Beyond that, there is a certain satisfaction that comes from making a thing you can actually point to. I spent many years in college shuffling facts away into my memory and turning in papers that only one person ever read before I had this satisfaction. Then I took a watercolor class. I spent hours painting in the studio. Sometimes, I would only be working on color pallets or perfecting a particular stroke on a piece of practice paper, but at the end of my session I could sit back and literally point to what I had done. I could take it home and show it to my mother. I felt accomplished, even in a tiny way. I wonder if much of the dissatisfaction in our current work culture simply arises from our inability to point to any tangible product from our hours of toil.

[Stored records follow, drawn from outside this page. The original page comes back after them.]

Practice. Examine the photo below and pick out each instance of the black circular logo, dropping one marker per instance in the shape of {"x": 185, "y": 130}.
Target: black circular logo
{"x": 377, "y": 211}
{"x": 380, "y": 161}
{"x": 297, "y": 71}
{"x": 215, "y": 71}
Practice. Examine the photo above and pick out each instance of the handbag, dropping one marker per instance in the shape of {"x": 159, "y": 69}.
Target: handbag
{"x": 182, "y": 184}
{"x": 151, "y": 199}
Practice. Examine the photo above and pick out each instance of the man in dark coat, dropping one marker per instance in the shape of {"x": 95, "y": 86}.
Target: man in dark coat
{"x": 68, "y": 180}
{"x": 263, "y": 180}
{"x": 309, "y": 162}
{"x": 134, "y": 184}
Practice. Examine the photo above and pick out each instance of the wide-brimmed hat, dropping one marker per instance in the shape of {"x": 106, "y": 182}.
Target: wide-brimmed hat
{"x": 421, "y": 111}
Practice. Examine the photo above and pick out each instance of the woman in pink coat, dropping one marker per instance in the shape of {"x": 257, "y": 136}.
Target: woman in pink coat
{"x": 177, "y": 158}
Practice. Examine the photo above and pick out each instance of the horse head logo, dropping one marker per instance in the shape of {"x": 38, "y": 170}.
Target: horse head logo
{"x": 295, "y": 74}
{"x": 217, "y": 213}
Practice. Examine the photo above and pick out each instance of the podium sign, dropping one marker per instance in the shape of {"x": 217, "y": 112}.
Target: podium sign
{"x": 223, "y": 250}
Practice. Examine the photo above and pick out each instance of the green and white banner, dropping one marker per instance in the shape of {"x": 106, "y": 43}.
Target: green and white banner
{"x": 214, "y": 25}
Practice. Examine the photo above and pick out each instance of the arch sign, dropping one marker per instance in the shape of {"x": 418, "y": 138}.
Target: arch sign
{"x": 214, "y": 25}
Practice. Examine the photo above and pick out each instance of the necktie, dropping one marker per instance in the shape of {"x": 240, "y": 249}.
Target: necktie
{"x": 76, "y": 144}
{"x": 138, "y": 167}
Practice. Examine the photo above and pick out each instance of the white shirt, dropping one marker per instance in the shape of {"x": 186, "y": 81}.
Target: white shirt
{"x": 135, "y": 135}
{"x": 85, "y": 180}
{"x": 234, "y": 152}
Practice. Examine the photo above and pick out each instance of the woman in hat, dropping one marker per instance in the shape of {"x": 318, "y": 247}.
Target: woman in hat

For many years, my blog has filled this niche in my heart. I make a thing with words and put it out there on the internet for a few other people to find. Mostly, I simply enjoy the making of it and I enjoy rereading my old work from time to time. It is a ‘thing’ I can point to and remind myself where I’ve been and what I’ve done between here and there. (Which is probably more clinging, so that’s more grist for my meditations.)

You may note, however, that I have been absent of late. This is mostly due to my dissertation. This is predictable for PhD students, I have observed. We vanish into the wilderness of our books and data and theories, only to emerge months later starved for human company and incapable of monosyllabic conversation. I predict my blog will continue to feel the neglect for a few more months yet.

However, in the midst of all that, I did make a thing. It’s a little thing, a podcast with three episodes. It’s about my alma matter and current employer: University of the West. I had fun making it because I got to interview some of my favorite students and I got to work with a wonderful crew at Good Citizen Media Group who really made us sound far more professional than I ever felt. We were able to use some music from our students, Venerable Frank on a classic Chinese instrument and the punk duo Melody and PJ of Atomic Attractions. The entire process was fun.

The podcast was funded by a grant from the Frederick P. Lenz Foundation for American Buddhism. They were very kind to offer us support not knowing what we might create with it. We could only make these three episodes (no plans for an ongoing series), but we did our best to ensure they give any listener a good idea of what our school is like and what a Buddhist-inspired education could be. Most of the students I interviewed were not themselves Buddhist, but they’re very happy to be at a school founded on the principles of wisdom and compassion.

Anyway, check it out, if you like. It’s called Journey UWest, which is a play on the ideas of education as a journey, the idea of Buddhism as a path, and the classic Chinese novel Journey to the West. If you’ve every wondered what I sound like, now is your chance to find out. Then you can read all future posts in my voice. (Although, personally, I prefer to read all my old posts in the mental voice of Patrick Steward, but who doesn’t?)